When I became pregnant with Sarah, I was very concerned about how the new baby would get along with the twins. This fear was amplified when I discovered I was having a girl. My reasoning was that a boy wouldn't be too interested in his very girly older sisters. However, a girl would yearn to be included.
Much to my relief, the twins have accepted Sarah as one of their own. Or, more accurately, Sarah had demanded that she be included in all activities, and the twins do as they're told! Dan refers to Sarah as the triplet that was 2 1/2 years late.

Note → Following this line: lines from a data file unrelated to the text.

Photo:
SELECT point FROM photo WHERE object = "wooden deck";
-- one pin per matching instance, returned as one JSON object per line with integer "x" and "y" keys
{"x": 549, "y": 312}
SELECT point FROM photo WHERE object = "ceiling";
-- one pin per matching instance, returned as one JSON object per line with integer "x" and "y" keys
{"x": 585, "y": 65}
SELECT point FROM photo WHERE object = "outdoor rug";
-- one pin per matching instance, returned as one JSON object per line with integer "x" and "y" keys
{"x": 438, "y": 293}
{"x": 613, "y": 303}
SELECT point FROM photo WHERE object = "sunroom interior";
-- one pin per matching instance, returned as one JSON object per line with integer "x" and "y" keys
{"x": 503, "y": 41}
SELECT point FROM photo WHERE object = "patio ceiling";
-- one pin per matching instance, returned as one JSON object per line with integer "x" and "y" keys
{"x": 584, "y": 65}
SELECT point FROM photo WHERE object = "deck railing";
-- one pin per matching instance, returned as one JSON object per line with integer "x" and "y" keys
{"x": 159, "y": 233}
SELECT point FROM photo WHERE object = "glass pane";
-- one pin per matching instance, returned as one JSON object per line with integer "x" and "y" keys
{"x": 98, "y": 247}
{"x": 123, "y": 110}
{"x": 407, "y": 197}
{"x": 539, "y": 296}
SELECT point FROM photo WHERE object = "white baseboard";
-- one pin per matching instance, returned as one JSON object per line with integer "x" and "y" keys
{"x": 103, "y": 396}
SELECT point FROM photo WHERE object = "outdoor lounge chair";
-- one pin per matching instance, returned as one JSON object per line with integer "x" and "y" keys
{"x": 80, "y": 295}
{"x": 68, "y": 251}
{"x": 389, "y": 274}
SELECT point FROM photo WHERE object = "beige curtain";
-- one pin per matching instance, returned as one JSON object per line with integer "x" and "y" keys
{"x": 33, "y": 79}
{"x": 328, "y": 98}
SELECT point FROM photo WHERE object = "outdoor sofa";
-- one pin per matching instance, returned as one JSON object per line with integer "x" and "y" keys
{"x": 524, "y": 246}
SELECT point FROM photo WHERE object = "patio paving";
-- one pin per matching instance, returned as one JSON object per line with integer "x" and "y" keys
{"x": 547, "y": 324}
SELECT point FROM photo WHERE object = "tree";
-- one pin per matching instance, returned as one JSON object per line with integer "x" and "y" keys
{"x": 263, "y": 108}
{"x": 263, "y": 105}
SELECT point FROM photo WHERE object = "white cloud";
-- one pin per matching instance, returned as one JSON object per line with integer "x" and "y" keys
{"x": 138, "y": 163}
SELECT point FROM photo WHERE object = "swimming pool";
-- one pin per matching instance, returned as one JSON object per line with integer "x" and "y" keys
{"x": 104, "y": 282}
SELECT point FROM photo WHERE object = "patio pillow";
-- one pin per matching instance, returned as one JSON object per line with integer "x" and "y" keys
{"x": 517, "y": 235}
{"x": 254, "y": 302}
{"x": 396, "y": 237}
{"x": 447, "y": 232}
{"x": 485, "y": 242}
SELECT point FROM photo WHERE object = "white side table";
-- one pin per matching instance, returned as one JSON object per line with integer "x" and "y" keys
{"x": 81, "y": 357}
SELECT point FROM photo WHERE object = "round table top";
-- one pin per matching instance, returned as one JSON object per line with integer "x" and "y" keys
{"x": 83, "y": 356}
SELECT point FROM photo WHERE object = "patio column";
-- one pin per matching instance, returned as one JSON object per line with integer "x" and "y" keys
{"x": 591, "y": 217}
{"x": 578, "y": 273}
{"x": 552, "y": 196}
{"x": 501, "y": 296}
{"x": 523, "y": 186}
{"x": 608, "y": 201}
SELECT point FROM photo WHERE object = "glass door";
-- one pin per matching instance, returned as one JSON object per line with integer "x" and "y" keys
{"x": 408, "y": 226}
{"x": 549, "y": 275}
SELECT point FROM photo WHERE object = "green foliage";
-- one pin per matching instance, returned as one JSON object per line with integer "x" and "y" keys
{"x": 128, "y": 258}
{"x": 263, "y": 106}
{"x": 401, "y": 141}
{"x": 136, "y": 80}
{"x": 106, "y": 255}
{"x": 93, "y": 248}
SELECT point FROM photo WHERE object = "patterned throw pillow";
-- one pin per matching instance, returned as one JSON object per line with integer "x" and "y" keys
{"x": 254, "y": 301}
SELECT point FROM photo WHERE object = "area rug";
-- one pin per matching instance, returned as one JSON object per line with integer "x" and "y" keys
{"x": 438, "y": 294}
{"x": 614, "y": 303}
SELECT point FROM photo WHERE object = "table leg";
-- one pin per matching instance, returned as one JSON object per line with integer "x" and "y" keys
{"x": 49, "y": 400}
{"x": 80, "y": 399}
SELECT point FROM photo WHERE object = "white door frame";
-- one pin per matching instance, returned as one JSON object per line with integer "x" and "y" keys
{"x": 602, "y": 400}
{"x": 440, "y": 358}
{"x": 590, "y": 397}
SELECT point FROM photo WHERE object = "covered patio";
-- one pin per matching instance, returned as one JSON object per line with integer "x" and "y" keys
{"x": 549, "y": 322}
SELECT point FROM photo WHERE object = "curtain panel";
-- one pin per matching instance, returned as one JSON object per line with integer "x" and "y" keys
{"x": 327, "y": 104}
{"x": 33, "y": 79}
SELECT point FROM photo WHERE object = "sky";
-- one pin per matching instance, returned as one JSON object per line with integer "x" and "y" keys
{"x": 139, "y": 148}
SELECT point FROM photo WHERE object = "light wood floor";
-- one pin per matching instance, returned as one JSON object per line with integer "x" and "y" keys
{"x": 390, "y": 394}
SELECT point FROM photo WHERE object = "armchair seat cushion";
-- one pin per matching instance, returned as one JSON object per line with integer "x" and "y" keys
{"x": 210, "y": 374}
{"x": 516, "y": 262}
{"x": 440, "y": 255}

Since Sarah's birth, Bethie has assumed ownership of Sarah. She acknowledges that I am the primary caregiver, but struggles with the idea that she is not next in line (this became an issue when Sarah started daycare). Bethie keeps an eye out for Sarah, and is mostly sweet, and kind, and loving towards her. It took Katie a little longer to "warm up". She now dotes on Sarah, which Sarah appreciates. Often, Sarah will grab on tightly to Katie in order to give her a hug and a kiss. These "hugs" are painfully long, but Katie endures them. It's very important to Katie that Sarah feels loved.
This is not always true. The twins sometimes torment Sarah. They grab her blankie and take off. They snatch toys out of her hand. They tease her. And this is what happened the other day. I brought the twins' "Reign of Terror and Frustration" to an end. I said that they were behaving like bullies. I told them that we are judged by how we treat the weakest and the littlest among us. I would not tolerate any member of this family being made to feel helpless. Tears were spilt, apologies extracted, and hugs and kisses were liberally passed around.
But I was angry. I was frustrated. I want so much for there to be a natural equality amongst my children. I want them to know that they are individually, and collectively, important. I don't want the whims of the older children to become an obstacle that Sarah must continuously overcome. I want each of my daughters to feel like they belong, and that they are wanted.
That night I was lying in Katie's bed with both Katie and Bethie between me and the wall. We were discussing all the DVDs we do and don't have (don't worry, I don't "get it" either). Sarah was in her room, tucked into bed for the evening. She began to cry. My blood pressure started to soar (that's how I react to my kids crying) and I try to hurry up this endless goodnight ritual. Bethie said to me "Why is our baby crying?".
Our baby. This is how Katie and Bethie view her. As our baby. She belongs to all of us, and we belong to her. I was thrilled! This is evidence that the twins have truly accepted her. My heart swelled, and I thought "My cup runneth over".